Sim, a recidiva é relativamente comum, especialmente em pessoas com fatores de risco persistentes (pé de atleta, uso de calçados fechados, diabetes, imunossupressão). Para reduzir as chances de retorno, é fundamental: manter os pés sempre secos, trocar meias diariamente, desinfetar calçados com pó antifúngico, não compartilhar alicates e lixas, e tratar eventuais infecções nos pés (como o pé de atleta) assim que surgirem.
Fechando a Analise
A onicomicose é uma infecção desafiadora, mas tratável. O “melhor remédio” depende de uma avaliação individualizada: para casos iniciais e limitados, os esmaltes antifúngicos (amorolfina, ciclopirox) oferecem uma alternativa segura, embora de eficácia moderada.
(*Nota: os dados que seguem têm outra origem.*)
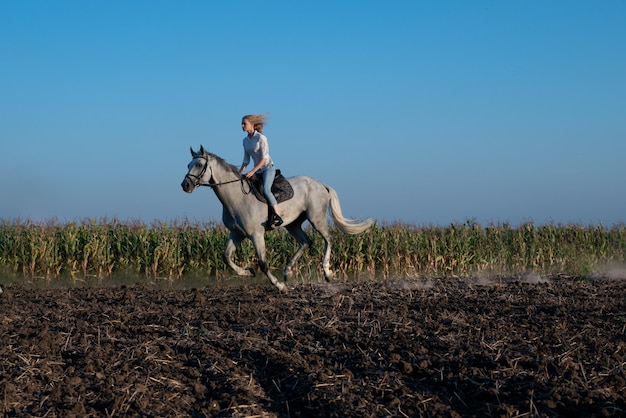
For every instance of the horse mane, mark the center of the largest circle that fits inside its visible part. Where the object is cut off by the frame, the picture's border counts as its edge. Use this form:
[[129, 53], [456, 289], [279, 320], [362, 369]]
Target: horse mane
[[226, 166]]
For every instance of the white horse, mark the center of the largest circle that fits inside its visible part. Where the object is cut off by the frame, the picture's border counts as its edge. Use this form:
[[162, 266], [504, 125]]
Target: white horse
[[245, 216]]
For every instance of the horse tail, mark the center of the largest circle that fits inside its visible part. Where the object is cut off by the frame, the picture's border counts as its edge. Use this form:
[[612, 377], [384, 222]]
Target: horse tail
[[348, 226]]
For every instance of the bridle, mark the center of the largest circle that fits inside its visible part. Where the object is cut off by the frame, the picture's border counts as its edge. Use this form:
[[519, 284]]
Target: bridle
[[197, 180]]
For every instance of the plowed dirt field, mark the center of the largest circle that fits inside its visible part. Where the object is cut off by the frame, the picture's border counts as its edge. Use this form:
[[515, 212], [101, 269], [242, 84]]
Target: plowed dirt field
[[410, 348]]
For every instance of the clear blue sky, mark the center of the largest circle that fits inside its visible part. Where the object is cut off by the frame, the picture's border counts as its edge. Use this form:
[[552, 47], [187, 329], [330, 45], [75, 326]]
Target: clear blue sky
[[423, 112]]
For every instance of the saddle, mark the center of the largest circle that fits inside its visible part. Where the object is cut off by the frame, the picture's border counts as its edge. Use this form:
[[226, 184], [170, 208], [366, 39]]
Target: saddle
[[281, 188]]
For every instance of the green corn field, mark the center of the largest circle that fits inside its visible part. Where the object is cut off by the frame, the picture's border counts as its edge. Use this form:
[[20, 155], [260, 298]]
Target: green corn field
[[179, 249]]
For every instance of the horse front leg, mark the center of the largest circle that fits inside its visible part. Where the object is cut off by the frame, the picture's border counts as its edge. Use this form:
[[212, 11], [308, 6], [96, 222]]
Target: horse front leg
[[259, 245], [231, 246]]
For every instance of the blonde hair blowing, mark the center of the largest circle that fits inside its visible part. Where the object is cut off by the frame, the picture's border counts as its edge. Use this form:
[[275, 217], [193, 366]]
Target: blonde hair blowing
[[258, 121]]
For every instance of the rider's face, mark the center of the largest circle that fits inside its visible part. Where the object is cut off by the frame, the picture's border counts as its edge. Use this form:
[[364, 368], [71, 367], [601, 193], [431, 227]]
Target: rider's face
[[247, 126]]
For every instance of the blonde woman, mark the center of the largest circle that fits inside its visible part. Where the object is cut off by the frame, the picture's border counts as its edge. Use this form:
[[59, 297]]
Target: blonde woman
[[255, 145]]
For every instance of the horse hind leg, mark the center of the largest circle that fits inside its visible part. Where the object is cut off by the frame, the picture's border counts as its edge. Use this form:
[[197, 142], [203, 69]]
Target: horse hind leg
[[259, 245], [231, 246], [321, 226], [304, 242]]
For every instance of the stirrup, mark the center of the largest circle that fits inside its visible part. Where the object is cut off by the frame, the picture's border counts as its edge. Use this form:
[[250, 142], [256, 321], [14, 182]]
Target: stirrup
[[277, 221]]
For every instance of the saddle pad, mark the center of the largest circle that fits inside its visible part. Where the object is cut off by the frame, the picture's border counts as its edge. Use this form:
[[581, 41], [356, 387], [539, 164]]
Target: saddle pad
[[281, 188]]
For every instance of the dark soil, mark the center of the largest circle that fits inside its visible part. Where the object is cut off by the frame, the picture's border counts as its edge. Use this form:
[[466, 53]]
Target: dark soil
[[444, 348]]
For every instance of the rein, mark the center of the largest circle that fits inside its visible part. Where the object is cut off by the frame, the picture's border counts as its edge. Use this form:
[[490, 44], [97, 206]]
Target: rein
[[206, 164], [227, 182]]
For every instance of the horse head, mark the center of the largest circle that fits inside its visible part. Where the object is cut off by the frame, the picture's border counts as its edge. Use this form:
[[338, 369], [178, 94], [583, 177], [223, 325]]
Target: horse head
[[197, 172]]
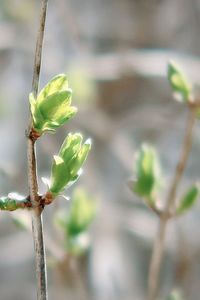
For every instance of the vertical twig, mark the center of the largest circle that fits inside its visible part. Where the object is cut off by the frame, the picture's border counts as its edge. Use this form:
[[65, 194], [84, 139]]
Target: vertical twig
[[158, 249], [32, 171]]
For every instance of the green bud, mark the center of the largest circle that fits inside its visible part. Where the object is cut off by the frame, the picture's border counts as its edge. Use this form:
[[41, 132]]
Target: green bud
[[179, 84], [188, 200], [147, 172], [67, 164], [78, 244], [52, 108], [175, 295]]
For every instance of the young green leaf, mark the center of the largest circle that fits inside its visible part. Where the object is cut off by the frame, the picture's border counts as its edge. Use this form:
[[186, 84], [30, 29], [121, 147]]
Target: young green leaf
[[67, 164], [179, 84], [188, 200], [148, 173], [52, 108], [13, 201]]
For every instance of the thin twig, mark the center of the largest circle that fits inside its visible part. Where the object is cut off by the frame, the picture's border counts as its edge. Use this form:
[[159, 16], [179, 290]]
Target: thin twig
[[37, 226], [158, 249]]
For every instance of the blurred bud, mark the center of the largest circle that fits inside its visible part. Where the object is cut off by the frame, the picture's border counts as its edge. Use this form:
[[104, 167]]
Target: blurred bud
[[147, 172], [52, 108], [179, 84], [66, 166], [189, 199], [82, 212]]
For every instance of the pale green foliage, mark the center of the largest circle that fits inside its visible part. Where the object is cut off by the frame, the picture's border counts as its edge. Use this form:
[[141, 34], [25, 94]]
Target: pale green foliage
[[180, 85], [76, 222], [148, 173], [189, 199], [67, 164], [52, 108], [82, 212]]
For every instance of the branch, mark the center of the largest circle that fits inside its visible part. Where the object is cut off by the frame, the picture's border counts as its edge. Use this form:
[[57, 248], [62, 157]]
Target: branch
[[158, 249], [37, 226]]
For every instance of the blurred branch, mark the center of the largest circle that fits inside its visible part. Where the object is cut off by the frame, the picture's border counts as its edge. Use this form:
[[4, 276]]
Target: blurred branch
[[37, 226]]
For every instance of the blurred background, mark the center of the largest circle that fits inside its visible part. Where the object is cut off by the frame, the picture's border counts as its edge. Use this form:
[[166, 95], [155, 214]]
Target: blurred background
[[115, 54]]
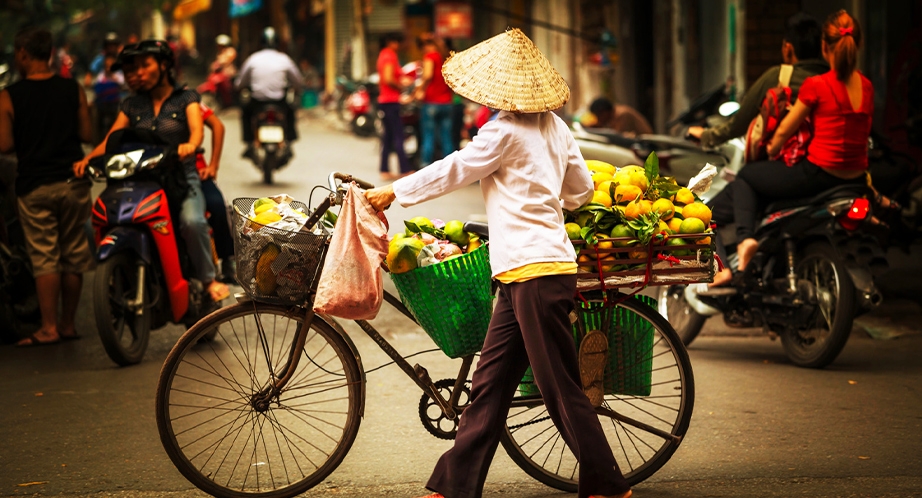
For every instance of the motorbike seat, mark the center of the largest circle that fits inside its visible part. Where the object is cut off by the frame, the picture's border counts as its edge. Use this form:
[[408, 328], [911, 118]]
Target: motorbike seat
[[826, 195]]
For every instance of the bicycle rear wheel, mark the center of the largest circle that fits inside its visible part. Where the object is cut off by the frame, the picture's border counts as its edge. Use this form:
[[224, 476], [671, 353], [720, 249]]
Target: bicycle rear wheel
[[230, 438], [643, 431]]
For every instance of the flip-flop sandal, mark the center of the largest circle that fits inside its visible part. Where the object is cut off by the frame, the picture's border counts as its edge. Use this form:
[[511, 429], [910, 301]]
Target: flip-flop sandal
[[34, 341], [593, 355], [223, 294]]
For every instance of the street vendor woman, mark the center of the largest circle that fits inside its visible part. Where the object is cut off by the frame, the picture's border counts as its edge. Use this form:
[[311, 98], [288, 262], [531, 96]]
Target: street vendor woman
[[530, 169]]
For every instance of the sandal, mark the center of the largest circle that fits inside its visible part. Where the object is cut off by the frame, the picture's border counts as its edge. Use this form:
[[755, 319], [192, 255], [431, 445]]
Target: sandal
[[593, 355], [218, 291]]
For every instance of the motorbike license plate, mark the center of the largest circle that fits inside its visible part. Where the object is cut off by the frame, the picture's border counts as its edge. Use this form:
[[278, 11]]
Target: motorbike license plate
[[271, 134]]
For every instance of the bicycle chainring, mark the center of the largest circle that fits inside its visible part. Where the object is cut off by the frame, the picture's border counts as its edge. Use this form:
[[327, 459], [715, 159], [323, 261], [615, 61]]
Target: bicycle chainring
[[431, 415]]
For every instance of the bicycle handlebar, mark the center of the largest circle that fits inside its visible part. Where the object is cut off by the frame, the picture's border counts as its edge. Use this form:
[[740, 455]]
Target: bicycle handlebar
[[344, 178]]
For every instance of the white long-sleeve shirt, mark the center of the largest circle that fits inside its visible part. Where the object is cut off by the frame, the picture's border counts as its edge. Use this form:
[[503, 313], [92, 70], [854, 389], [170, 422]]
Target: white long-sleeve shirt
[[530, 169], [268, 74]]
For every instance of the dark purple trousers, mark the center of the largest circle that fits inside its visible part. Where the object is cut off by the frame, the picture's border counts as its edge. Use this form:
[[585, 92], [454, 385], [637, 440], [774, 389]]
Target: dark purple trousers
[[393, 137], [530, 325]]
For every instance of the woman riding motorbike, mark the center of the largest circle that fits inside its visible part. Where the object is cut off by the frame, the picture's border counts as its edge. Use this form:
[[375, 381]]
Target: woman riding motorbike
[[175, 115], [840, 104]]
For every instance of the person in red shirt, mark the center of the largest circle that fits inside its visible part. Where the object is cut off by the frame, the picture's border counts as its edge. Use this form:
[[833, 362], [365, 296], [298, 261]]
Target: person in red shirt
[[436, 112], [390, 88], [840, 104]]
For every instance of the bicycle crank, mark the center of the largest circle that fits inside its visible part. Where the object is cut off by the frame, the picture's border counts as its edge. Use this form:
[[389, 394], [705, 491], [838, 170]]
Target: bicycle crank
[[431, 415]]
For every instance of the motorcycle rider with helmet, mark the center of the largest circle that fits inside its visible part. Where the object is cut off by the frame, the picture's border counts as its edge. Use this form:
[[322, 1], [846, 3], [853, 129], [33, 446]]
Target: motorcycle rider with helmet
[[174, 114], [268, 74]]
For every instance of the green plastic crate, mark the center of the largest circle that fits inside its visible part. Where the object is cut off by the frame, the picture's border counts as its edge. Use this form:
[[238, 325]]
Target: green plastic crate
[[630, 349], [452, 301]]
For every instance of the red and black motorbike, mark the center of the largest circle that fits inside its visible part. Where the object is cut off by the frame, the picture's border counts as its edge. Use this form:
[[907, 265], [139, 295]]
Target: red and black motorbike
[[140, 283]]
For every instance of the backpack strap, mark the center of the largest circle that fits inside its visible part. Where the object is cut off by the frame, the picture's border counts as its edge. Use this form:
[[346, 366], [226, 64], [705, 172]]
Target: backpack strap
[[784, 76]]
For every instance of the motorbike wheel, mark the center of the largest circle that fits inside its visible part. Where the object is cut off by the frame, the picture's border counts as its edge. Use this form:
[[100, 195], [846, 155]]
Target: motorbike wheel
[[681, 315], [269, 165], [824, 283], [124, 330]]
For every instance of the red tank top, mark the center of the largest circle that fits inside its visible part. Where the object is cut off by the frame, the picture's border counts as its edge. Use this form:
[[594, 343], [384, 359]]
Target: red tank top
[[438, 91], [840, 132]]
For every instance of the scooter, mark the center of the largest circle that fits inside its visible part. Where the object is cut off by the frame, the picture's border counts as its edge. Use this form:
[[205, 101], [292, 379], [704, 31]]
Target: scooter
[[812, 275], [273, 151], [139, 283]]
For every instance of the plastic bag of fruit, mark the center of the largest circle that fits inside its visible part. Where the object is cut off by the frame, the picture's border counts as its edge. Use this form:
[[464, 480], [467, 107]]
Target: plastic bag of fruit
[[351, 285]]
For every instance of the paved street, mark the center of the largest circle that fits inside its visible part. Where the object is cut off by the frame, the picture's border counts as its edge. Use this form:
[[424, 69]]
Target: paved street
[[75, 424]]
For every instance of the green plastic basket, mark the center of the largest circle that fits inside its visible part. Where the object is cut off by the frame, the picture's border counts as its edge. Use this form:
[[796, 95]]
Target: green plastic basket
[[630, 349], [451, 300]]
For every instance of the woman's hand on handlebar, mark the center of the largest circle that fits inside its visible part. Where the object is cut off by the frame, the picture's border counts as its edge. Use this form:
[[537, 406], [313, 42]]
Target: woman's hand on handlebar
[[185, 151], [80, 167], [695, 132], [381, 197]]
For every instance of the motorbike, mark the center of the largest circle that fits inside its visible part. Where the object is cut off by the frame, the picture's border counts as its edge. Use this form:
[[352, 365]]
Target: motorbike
[[217, 91], [811, 276], [139, 283]]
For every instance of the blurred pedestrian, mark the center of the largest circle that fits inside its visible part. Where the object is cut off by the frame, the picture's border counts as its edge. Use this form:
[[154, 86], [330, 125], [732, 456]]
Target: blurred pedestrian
[[621, 118], [436, 112], [44, 118], [390, 87]]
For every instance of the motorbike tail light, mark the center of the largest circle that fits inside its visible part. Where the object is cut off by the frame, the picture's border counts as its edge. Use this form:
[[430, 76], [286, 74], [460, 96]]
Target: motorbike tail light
[[857, 212]]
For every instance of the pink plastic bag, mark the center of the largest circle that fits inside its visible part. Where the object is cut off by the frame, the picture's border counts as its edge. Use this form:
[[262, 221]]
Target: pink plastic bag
[[351, 285]]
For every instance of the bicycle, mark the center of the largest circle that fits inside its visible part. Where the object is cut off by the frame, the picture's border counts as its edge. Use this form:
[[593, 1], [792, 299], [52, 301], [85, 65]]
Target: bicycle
[[272, 403]]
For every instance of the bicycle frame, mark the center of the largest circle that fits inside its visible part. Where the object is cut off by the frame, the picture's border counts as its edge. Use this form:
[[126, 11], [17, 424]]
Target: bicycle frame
[[417, 372]]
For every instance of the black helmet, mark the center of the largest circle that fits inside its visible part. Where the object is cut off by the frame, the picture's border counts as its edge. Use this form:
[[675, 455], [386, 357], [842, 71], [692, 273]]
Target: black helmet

Para infecções mais extensas ou profundas, os antifúngicos orais – em especial a terbinafina – apresentam as maiores taxas de cura. Combinar o tratamento medicamentoso com medidas de higiene e desbaste mecânico aumenta significativamente as chances de sucesso.
Lembre-se: o diagnóstico correto é o primeiro passo. Muitas condições podem imitar a micose, e o uso inadequado de medicamentos pode gerar resistência ou efeitos adversos. Consulte um dermatologista sempre que notar alterações nas unhas, especialmente se houver dor, espessamento ou envolvimento de várias unhas. Com paciência e adesão ao plano terapêutico, a maioria dos pacientes consegue eliminar a infecção e recuperar unhas saudáveis.